The concept of gauges is not a bad thing; it is the ineffective design of most gauges that I’m criticizing. Yes, I’m saying that most of the gauges that are available in dashboard products should be banished. Why? Because they display data poorly. If you disagree, I invite you to provide an example of a gauge, other than a bullet graph, that you believe is effective, and we’ll discuss its merits.

By Andrew. October 26th, 2012 at 11:32 am

@Telmo “It has nothing to do with being an idiot or if your audience is an idiot.”

I don’t think he was necessarily calling anyone an idiot for using gauges – he was talking about idiot lights (see http://en.wikipedia.org/wiki/Idiot_light, the first paragraph specifically). Stephen’s use of the term “idiot light” as opposed to “tell-tale” conveys to me his frustration with the oversimplification of useful data, not that he thinks people who use gauges are idiots.

By Jeff. October 26th, 2012 at 12:59 pm

Stephen is right to direct his last sentence to the users of a dashboard, rather than its designer. Designer hubris is doubtless a factor, but I think gauges persist mainly because clients like them. Even generally savvy clients can fall into the trap of viewing the actual visualizations as “creative,” to be critiqued on visual appeal, in a separate meeting from discussing the decisions that the data will inform.

By Barry Burney. October 26th, 2012 at 11:52 pm

Dashboard gauges along with other indicators can appear to be in conflict because of the perceptual confusion of the quasi analogue “speedometer” alongside the digital-ness of a column chart for example. All of the examples Stephen has posted say both too much and too little all at the same time. The graphics pros and headline writers I know and know about actually like those inferences and undertones. I’m glad my car’s tachometer lets me know that being too “successful” i.e. REALLY high revs, is dangerous without me having to second guess what a variety of colours and other embellishments are for.

Simple charts can be weird and ambiguous too especially in this circumstance: http://www.informationisbeautiful.net/2012/lord-of-the-rings-demographics-visualized/?utm_source=feedburner&utm_medium=feed&utm_campaign=Feed%3A+InformationIsBeautiful+%28Information+Is+Beautiful%29&utm_content=Google+Reader.

The original post has a pie chart added to make something clearer, though I’m still wondering how even in LOTR a sizeable proportion of the men are female.
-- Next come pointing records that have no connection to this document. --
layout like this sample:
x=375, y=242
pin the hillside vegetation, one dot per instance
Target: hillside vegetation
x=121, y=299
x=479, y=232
By victor blaer. November 8th, 2012 at 1:55 pm

Everyone has a friend that loves to talk. They’ll babble and babble (and if she’s hot we’ll probably let her babble some more) and it takes them a lot of verbal noise to say something very simple.
That’s what gauges are like. They take up huge amounts of pixel/dashboard space (the “babble” or noise) to say something very simple (the signal).
I’d love to see someone design an efficient gauge as I love my (chart) porn as much as the next person. #justsayin

By Telmo. November 14th, 2012 at 10:01 pm

Although I prefer linear gauges (as well as its extended version: bullet graph) as I find the circular/angular ones more difficult to read and not as effective if the scale is not a %.
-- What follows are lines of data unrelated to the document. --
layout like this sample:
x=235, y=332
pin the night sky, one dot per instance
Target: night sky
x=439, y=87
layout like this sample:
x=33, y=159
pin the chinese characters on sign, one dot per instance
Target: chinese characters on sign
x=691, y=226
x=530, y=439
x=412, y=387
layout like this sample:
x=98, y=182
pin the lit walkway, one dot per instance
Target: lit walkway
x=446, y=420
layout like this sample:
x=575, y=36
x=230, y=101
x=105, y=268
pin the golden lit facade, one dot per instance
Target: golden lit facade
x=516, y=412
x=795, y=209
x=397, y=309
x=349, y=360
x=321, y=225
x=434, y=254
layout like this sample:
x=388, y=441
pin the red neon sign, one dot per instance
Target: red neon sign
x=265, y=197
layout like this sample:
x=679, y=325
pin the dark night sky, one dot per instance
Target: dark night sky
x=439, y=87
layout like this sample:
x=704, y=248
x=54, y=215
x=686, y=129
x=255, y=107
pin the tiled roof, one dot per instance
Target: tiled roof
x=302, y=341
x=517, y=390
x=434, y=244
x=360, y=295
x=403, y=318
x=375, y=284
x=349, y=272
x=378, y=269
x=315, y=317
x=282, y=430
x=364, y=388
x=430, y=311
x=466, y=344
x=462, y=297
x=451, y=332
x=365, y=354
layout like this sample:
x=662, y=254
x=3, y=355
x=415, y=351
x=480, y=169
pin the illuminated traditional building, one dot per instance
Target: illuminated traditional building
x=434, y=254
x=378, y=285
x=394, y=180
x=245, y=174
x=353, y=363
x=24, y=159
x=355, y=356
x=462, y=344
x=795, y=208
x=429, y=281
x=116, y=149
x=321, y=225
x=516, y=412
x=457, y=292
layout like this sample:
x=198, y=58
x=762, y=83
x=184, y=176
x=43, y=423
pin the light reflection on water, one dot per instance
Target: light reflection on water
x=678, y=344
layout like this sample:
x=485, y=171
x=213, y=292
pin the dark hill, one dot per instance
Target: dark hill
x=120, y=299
If many of the recipients of reports/dashboards want, enjoy and like gauges, shouldn’t we cater to them and try to improve and innovate visualization components. And if so, why not work with something that is widely accepted and requested such as a gauge?
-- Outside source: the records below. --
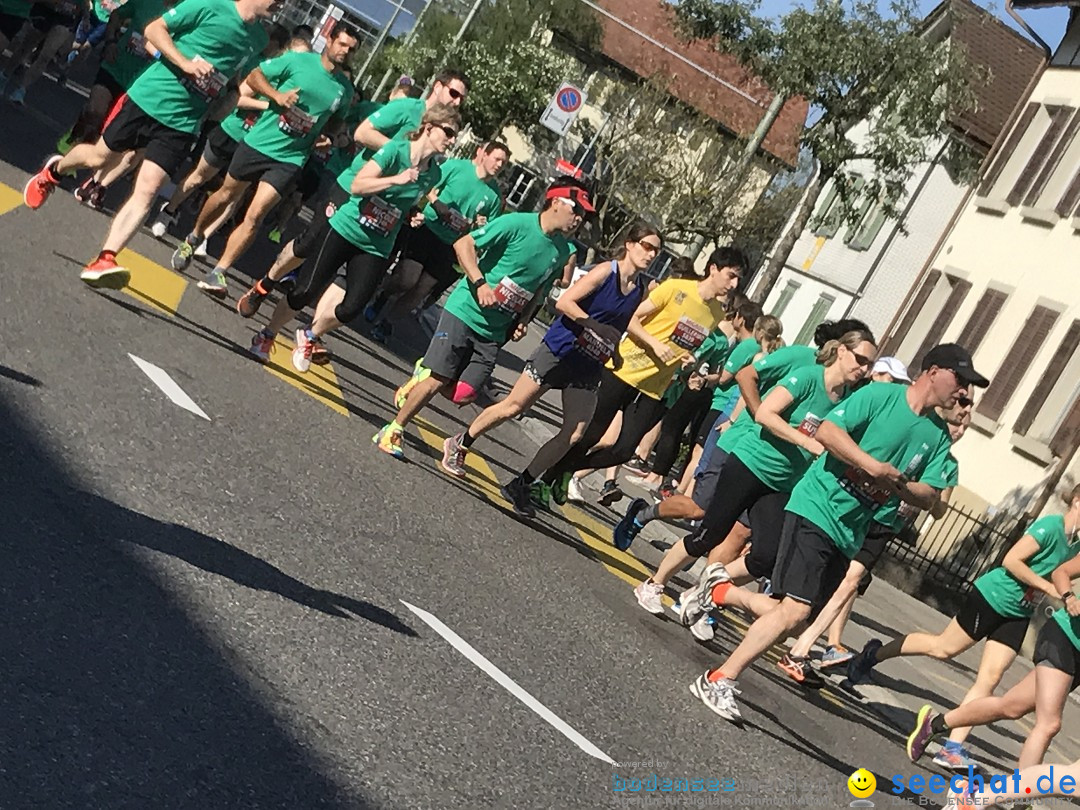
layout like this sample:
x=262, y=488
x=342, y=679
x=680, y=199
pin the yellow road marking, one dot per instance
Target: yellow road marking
x=320, y=382
x=10, y=199
x=151, y=283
The challenge that I put forward to Stephen (and anyone else) is how can we provide a radial gauge to the users that meets both the “consumer” need to have a gauge and that is designed in such a way that displays data beautifully.

By Stephen Few. November 15th, 2012 at 12:21 am

Telmo,

In the realm of data visualization, we face many challenges that are worth pursuing. Creating an effective radial gauge is not one of them. It is a fool’s errand. Do I strike you as a fool?